Weiss Nurtures Nursing Program: Delivers Knowledge, Networking for New Nursing Grads
Mar 26, 2009
Contact: Catherine Gianaro
CHICAGO, IL (March 26, 2009) —When Nikki Wright was preparing for life after college, Weiss Memorial Hospital caught her eye. The employment posting offered a three-month program for new college graduates, Nurturing the New Grad Nurse, which helps nursing students transition into the hospital workforce while networking with other nurses and hospital professionals. Wright knew this would be an ideal way to find a nursing mentor and strengthen her knowledge base in the hospital environment.
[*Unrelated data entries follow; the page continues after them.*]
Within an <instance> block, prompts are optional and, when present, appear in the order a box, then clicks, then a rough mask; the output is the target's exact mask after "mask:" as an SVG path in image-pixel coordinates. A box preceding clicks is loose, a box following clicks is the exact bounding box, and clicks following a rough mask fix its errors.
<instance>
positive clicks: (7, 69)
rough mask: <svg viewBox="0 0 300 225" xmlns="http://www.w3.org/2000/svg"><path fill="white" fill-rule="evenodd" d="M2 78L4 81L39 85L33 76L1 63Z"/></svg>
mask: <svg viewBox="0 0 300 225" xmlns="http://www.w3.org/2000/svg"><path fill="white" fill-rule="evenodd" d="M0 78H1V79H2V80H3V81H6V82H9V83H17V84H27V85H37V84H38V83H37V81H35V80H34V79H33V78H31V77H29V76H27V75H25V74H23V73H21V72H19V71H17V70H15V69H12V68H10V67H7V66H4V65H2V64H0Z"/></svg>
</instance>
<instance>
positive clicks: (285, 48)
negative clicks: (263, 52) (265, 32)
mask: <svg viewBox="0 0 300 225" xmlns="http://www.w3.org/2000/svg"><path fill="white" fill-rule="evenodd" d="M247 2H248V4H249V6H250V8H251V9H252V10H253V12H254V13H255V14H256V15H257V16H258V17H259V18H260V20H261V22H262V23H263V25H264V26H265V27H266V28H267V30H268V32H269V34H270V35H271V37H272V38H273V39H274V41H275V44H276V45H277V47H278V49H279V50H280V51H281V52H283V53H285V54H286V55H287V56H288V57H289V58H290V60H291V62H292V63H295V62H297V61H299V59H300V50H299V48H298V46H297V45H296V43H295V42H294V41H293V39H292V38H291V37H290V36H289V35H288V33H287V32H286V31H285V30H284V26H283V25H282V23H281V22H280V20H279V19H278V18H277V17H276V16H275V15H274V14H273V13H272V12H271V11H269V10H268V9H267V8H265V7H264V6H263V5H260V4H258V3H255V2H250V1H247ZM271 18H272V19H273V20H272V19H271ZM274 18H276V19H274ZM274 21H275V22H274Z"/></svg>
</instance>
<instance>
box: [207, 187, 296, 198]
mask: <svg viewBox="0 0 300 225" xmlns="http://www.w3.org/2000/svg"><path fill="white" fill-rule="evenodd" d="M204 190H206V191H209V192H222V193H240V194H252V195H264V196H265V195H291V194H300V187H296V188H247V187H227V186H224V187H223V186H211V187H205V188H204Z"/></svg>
Nurturing the New Grad Nurse began in July 2007; since that time, 41 nurses have “graduated” from it. Only four of those graduates have since left Weiss. Stella Hatcliffe, R.N., M.Sc., vice president of patient care services and professional development at the hospital, attributes the program to the high retention rate.
“We knew we had a lot of seasoned, experienced nurses at Weiss who could nurture newly graduated nurses,” Hatcliffe said. “We designed the program not only to bring in new nurses, but also to cultivate their knowledge and experience at Weiss, and foster connections with other hospital professionals.” The senior nurses serve as preceptors in the Nurturing program, whereby each one is partnered with a new nurse as a mentor through his or her first 12 weeks. The preceptors demonstrate and teach work flow organization, day-to-day time management, and relationship building with patients and families. The new nurses incrementally take over under the watchful and guiding eye of their mentors.
Once a week, the new nurses meet in the classroom for a lecture series. Physicians, pharmacists, respiratory therapists, laboratory technicians, physical therapists, case managers, social workers, staff nurses from across the hospital and even senior leadership present the details of their individual jobs and how they can support the new graduates in their day-to-day work—satisfying a new nurse’s hunger to learn more and develop a sense of interest and pride in the many facets of Weiss.
“It’s important to provide the new nurses with academic- and theory-based lectures, and it’s crucial they learn in real situations alongside their mentors,” Hatcliffe explained. “But one of the key things is the way they learn from each other—sharing experiences and getting oriented with the workplace.” To that end, the nurses in the program spend part of each classroom day sharing challenges they encountered and how they handled them in group sessions. It gives the participants a chance to decompress, socialize and meet new people.
Nurturing the New Grad Nurse does more than just benefit the new nurse, said Cynthia Gonzalez, nurse educator and co-organizer of the program. It builds morale among Weiss’s long standing nursing workforce. “Having a friend at work is one of the main things that keep individuals in their jobs,” Gonzalez said, adding newer nurses gain more than a friend. “They have an entire peer group they can talk to, ask for advice or just lean on for support.